Renters shouldn't be evicted during energy crisis, German housing experts say

Renters shouldn't be evicted during energy crisis, German housing experts say

The Federal Association of German Housing and Real Estate Companies (GdW) has suggested that the German government should rule out evictions for tenants struggling to pay utility bills.

Renters in Germany face uncertainty amid energy crisis

A particularly high proportion of the German population rent, rather than own, their homes; just over half of the country's 83 million inhabitants are renters. Of these tenants, around 13 million live in housing let by the GdW, who on Tuesday said that their company would no longer terminate rental contracts due to late utility bill payments. 

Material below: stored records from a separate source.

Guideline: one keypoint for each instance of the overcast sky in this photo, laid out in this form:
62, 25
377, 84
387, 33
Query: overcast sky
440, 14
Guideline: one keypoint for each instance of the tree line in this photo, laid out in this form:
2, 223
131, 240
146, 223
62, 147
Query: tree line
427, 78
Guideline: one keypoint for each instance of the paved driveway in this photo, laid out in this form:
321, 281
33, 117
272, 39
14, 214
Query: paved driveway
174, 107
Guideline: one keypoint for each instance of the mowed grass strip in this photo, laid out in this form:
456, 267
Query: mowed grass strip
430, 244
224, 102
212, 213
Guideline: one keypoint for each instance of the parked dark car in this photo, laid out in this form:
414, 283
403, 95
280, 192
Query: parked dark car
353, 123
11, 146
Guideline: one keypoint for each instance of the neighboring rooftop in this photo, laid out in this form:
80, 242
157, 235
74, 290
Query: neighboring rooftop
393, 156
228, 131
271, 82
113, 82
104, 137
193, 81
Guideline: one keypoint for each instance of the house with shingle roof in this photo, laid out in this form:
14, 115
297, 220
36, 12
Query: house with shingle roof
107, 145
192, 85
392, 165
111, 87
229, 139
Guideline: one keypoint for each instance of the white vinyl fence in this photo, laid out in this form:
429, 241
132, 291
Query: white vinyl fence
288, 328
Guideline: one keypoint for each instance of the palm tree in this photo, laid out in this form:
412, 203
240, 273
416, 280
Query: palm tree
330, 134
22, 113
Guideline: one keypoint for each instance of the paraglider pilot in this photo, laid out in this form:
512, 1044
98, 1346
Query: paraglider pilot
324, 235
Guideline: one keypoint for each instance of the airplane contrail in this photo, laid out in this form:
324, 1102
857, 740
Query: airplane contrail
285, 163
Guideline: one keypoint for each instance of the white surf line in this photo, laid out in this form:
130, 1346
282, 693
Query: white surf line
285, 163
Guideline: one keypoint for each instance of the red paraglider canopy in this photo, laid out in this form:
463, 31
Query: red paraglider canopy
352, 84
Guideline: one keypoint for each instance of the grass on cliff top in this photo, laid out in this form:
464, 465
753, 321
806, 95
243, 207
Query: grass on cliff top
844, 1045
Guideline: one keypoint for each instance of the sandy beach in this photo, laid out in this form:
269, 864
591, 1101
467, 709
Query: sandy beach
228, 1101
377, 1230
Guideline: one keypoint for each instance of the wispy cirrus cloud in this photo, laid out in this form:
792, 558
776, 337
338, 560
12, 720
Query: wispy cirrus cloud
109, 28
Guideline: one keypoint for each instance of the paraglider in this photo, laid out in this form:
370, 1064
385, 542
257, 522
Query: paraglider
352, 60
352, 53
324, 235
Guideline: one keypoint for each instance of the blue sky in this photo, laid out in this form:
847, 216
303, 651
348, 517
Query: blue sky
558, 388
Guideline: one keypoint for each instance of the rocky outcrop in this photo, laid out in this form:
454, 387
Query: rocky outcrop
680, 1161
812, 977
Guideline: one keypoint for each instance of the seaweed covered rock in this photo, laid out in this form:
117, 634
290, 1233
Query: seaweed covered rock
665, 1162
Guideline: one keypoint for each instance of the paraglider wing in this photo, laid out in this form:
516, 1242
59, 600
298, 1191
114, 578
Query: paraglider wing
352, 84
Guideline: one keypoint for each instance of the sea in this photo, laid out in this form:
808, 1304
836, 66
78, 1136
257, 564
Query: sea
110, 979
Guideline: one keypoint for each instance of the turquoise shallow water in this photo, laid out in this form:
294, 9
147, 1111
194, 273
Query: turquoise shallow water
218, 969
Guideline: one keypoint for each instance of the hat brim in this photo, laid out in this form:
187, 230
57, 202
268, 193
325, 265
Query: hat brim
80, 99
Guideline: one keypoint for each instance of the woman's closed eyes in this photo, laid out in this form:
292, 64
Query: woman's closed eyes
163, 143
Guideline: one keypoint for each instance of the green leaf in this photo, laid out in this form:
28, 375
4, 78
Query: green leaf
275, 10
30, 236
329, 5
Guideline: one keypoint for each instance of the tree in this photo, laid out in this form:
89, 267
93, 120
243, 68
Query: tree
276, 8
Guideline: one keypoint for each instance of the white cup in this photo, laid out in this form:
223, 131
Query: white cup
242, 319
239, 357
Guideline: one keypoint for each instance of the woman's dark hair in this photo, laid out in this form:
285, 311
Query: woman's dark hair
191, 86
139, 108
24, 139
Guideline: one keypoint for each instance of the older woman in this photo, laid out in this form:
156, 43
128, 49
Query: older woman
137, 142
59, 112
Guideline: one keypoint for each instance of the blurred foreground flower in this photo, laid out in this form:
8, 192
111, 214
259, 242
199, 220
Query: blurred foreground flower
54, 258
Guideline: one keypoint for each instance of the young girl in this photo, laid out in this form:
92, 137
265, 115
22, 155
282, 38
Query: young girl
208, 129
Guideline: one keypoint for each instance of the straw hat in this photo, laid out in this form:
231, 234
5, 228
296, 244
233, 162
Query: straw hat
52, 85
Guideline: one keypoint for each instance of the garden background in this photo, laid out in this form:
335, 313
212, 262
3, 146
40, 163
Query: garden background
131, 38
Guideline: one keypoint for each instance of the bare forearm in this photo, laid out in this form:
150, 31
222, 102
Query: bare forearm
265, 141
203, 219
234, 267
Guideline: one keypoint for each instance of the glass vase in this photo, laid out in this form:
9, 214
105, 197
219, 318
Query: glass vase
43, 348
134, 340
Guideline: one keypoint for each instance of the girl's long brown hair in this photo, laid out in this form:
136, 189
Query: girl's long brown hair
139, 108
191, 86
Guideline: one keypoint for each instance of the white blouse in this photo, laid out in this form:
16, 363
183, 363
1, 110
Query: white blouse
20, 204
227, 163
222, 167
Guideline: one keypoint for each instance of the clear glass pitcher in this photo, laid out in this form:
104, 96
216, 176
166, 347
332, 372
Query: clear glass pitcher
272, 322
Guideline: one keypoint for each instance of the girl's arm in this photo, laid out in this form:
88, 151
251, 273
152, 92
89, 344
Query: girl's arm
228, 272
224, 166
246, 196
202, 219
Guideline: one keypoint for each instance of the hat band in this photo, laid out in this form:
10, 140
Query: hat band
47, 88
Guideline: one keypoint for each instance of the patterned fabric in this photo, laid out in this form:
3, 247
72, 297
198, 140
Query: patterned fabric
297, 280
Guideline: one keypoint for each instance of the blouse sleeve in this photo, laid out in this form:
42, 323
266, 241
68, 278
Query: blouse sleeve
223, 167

GdW President Axel Gedaschko announced the change as a response to the energy crisis and told Funke Mediengruppe newspapers that tenants would instead be able to pay back costs over time, using an individual payment plan agreed between the tenant and the landlord.

According to SPIEGEL, one in eight tenants in Germany were already overwhelmed by housing and utility costs in 2021. Due to the further burden of the energy crisis, Gedaschko has called on the German government to extend a similar payment plan policy to all German renters. The GdW suggestions have so far been rejected, with Greens Economics Minister Robert Habeck and the liberal Free Democratic Party claiming that already established government energy crisis relief policies will suffice.

How does the German rental market look at the moment?

For the German Tenants' Association (Deutscher Mieterbund), neither of these steps go far enough to tackle the rental crisis that has developed in many German cities over recent years. Now, the association is calling for an eviction moratorium. “What we really need is a moratorium on terminations, like what we saw implemented at the beginning of the coronavirus pandemic,” President Lukas Siebenkotten told Funke Mediengruppe.

For tenants with inflation-sensitive rental contracts, prices have gone up as much as 8 percent annually. The German Tenants' Association has also called for the government to introduce a freeze on these types of contracts, with Social Democratic and Green Party members demanding limitations on how much landlords can increase rents.